Inter- and intra-rater agreement of static posture analysis using a mobile application
David M. Boland1), Eric V. Neufeld1), Jack Ruddell1), Brett A. Dolezal1), Christopher B. Cooper1)
1) Exercise Physiology Research Laboratory, Departments of Medicine and Physiology, David Geffen School of Medicine at the University of California, Los Angeles: 10833 Le Conte Ave, Los Angeles, California, USA Journal of Physical Therapy Science Vol. 28 (2016) No. 12 December p. 3398-3402
[Purpose] To determine the intra- and inter-rater agreement of a mobile application, PostureScreen Mobile® (PSM), that assesses static standing posture.

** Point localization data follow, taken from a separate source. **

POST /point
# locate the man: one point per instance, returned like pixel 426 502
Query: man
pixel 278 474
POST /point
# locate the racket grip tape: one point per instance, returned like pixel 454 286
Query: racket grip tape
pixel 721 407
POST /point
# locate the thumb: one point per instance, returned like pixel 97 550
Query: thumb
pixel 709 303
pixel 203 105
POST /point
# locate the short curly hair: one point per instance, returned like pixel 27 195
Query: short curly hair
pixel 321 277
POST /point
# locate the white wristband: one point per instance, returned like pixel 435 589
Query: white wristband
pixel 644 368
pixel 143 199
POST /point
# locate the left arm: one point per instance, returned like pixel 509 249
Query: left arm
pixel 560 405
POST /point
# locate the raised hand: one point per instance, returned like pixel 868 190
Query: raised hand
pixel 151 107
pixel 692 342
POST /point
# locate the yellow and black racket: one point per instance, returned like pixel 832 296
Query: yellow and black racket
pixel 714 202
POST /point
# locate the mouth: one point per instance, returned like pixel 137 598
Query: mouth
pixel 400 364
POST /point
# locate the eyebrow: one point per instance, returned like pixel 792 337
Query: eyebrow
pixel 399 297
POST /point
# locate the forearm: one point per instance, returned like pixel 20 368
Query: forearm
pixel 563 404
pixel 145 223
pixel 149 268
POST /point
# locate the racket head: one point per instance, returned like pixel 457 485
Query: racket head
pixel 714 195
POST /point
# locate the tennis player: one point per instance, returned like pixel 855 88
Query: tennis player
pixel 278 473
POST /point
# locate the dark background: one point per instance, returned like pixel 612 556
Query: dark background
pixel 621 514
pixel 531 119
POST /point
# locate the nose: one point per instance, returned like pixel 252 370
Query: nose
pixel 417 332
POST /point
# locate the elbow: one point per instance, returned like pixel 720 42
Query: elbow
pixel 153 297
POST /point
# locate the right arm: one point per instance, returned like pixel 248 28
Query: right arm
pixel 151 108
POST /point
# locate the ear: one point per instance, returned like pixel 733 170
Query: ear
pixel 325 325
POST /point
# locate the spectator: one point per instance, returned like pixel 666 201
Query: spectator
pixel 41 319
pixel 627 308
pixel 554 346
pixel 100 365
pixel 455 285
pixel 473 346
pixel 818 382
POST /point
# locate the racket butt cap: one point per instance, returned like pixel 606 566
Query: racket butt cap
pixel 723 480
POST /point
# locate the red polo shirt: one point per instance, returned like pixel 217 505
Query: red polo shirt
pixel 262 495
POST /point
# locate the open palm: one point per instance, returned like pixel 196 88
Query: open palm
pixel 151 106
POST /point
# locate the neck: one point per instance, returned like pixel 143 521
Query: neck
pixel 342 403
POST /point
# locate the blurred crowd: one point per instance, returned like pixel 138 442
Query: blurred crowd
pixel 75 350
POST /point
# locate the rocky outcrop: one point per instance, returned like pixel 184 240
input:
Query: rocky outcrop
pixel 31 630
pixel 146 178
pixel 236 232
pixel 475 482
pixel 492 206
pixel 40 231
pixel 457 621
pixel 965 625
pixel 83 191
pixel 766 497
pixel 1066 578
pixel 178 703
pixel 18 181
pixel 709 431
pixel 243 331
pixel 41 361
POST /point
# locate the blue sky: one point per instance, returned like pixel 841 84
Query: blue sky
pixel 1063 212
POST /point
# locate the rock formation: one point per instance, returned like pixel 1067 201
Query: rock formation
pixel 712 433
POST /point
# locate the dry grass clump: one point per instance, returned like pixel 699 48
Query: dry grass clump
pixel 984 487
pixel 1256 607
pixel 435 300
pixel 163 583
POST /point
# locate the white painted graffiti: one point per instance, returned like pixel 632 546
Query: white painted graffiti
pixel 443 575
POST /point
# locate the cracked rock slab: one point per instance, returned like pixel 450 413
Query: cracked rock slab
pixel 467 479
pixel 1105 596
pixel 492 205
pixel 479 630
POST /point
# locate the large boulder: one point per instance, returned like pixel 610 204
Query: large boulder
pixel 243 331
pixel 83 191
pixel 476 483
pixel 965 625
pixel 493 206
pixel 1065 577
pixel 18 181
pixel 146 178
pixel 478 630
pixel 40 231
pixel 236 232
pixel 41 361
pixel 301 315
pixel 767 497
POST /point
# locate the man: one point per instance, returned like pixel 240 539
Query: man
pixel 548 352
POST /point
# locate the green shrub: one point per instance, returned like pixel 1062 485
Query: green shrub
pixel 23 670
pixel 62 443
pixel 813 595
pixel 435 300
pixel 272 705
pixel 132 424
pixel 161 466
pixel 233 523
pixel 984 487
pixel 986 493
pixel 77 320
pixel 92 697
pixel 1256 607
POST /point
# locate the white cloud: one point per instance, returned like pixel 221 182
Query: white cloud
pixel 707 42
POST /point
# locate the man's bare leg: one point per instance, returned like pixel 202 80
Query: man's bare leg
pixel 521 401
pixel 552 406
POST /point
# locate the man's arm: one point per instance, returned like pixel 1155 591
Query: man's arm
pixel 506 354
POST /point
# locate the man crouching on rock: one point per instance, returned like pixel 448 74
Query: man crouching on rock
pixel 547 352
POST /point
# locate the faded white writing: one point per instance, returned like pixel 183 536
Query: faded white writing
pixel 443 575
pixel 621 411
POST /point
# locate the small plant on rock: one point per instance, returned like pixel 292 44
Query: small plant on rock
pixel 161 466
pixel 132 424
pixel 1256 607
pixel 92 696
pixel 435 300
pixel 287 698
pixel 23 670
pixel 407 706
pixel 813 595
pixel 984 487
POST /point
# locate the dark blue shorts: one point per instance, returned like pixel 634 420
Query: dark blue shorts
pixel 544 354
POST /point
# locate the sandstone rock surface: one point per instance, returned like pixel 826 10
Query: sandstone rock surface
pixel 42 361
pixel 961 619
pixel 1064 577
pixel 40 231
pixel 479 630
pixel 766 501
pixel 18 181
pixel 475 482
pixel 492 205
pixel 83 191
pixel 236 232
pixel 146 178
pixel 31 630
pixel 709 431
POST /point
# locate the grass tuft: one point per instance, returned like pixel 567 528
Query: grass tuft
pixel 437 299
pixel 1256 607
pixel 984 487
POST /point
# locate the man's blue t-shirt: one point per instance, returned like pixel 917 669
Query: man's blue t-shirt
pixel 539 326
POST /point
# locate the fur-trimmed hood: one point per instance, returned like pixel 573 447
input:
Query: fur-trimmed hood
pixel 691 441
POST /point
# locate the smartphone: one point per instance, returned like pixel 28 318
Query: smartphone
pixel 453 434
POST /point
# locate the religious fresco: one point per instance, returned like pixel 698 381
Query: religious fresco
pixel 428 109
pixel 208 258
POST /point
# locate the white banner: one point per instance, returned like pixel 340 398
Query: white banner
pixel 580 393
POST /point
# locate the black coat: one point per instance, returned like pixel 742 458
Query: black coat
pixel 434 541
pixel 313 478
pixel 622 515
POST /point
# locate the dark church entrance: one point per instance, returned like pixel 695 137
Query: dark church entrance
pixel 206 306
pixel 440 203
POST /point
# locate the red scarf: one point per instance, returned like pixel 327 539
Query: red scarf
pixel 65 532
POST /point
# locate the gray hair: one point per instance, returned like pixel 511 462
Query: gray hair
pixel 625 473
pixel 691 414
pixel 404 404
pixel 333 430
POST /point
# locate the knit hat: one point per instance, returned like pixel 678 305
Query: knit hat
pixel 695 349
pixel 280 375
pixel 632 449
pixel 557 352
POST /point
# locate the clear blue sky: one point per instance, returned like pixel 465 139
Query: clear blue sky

[Subjects and Methods] Three examiners with different levels of experience of assessing posture, one licensed physical therapist and two untrained undergraduate students, performed repeated postural assessments of 10 subjects, fully clothed or minimally clothed, using PSM on two nonconsecutive days. Anterior and right lateral images were captured and seventeen landmarks were identified on them. Intraclass correlation coefficients (ICCs) were calculated for each of 13 postural measures to evaluate inter-rater agreement on the first visit (fully or minimally clothed), as well as intra-rater agreement between the first and second visits (minimally clothed).
[Results] Eleven postural measures were ultimately analyzed for inter- and intra-rater agreement. Inter-rater agreement was almost perfect (ICC≥0.81) for four measures and substantial (0.60<ICC≤0.80) for three measures during the fully clothed exam. During the minimally clothed exam, inter-rater agreement was almost perfect for four measures and substantial for four measures. Intra-rater agreement between two minimally clothed exams was almost perfect for two measures and substantial for five measures.
[Conclusion] PSM is a widely available, inexpensive postural screening tool that requires little formal training. To maximize inter- and intra-rater agreement, postural screening using this mobile application should be conducted with subjects wearing minimal clothing. Assessing static standing posture via PSM gives repeatable measures for anatomical landmarks that were found to have substantial or almost perfect agreement. Our data also suggest that this technology may also be useful for diagnosing forward head posture.